The 10Y broke back into the channel it broke out of several weeks ago, primarily on the enthusiasm around the treasury secretary designate – a hedge fund manager – will keep the plates spinning for another 4 years.
Whether or not he will is another matter. But, for now, the algos believe it and the 10Y is back below 4.3% and VIX has extended its plunge to 22% in the past three sessions – sending futures soaring.

As for the fundamentals, I don’t really see it. Consider the move implied by the USD’s decline – as if yields will really collapse under a more dovish fiscal policy.
The opposite is likely…
…unless, as we’ve said for the past year, oil and gas prices collapse. That’s a big ask for OPEC.
As we enter the past couple of months of the year, we have to acknowledge that a year-end meltup is the norm. It often occurs despite any bearish fundamentals.
In this case, it’s not hard to imagine that a hedge fund manager will focus on supporting equity values – one of the metrics that matters most to Trump. To the extent that Bessen can influence policy, he will. But the Fed holds the keys to interest rates as they relate to inflation.
And, Trump’s policies – again, with the exception of encouraging more domestic oil production – will surely be inflationary. The idea that DOGE will slash a trillion or more from the federal deficit is delusional – especially if tax cuts for corporations and wealthy individuals kick in.
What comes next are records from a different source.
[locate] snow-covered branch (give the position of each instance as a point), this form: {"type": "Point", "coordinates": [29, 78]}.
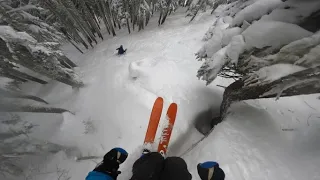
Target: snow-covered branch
{"type": "Point", "coordinates": [25, 8]}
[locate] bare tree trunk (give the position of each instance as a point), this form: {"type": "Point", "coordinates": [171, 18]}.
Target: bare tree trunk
{"type": "Point", "coordinates": [7, 75]}
{"type": "Point", "coordinates": [17, 73]}
{"type": "Point", "coordinates": [300, 83]}
{"type": "Point", "coordinates": [8, 94]}
{"type": "Point", "coordinates": [6, 107]}
{"type": "Point", "coordinates": [195, 14]}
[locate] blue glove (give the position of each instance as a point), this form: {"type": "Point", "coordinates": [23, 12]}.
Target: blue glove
{"type": "Point", "coordinates": [210, 171]}
{"type": "Point", "coordinates": [111, 162]}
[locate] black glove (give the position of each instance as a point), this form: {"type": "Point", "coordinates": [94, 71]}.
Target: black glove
{"type": "Point", "coordinates": [210, 171]}
{"type": "Point", "coordinates": [111, 162]}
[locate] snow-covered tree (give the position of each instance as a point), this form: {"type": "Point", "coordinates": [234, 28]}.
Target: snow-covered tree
{"type": "Point", "coordinates": [44, 58]}
{"type": "Point", "coordinates": [271, 48]}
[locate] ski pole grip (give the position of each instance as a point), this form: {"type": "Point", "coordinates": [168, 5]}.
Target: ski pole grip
{"type": "Point", "coordinates": [210, 171]}
{"type": "Point", "coordinates": [118, 154]}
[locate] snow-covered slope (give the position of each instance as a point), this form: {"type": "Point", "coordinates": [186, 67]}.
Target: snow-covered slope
{"type": "Point", "coordinates": [259, 139]}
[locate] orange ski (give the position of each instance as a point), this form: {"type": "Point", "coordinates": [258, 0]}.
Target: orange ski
{"type": "Point", "coordinates": [154, 121]}
{"type": "Point", "coordinates": [166, 132]}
The most that they can hope for is that lower corporate taxes – if enacted – will allow public companies to operate more profitably, which is obviously bullish and sets up an interesting tug of war between the equity market and interest rates.
Perhaps that’s why the 2s10s has reinverted.
Just a quick reminder, I will be out the the next day or two. I expect to be able to post Friday, though it’ll be a pretty quiet day.
I wish everyone a wonderful Thanksgiving holiday!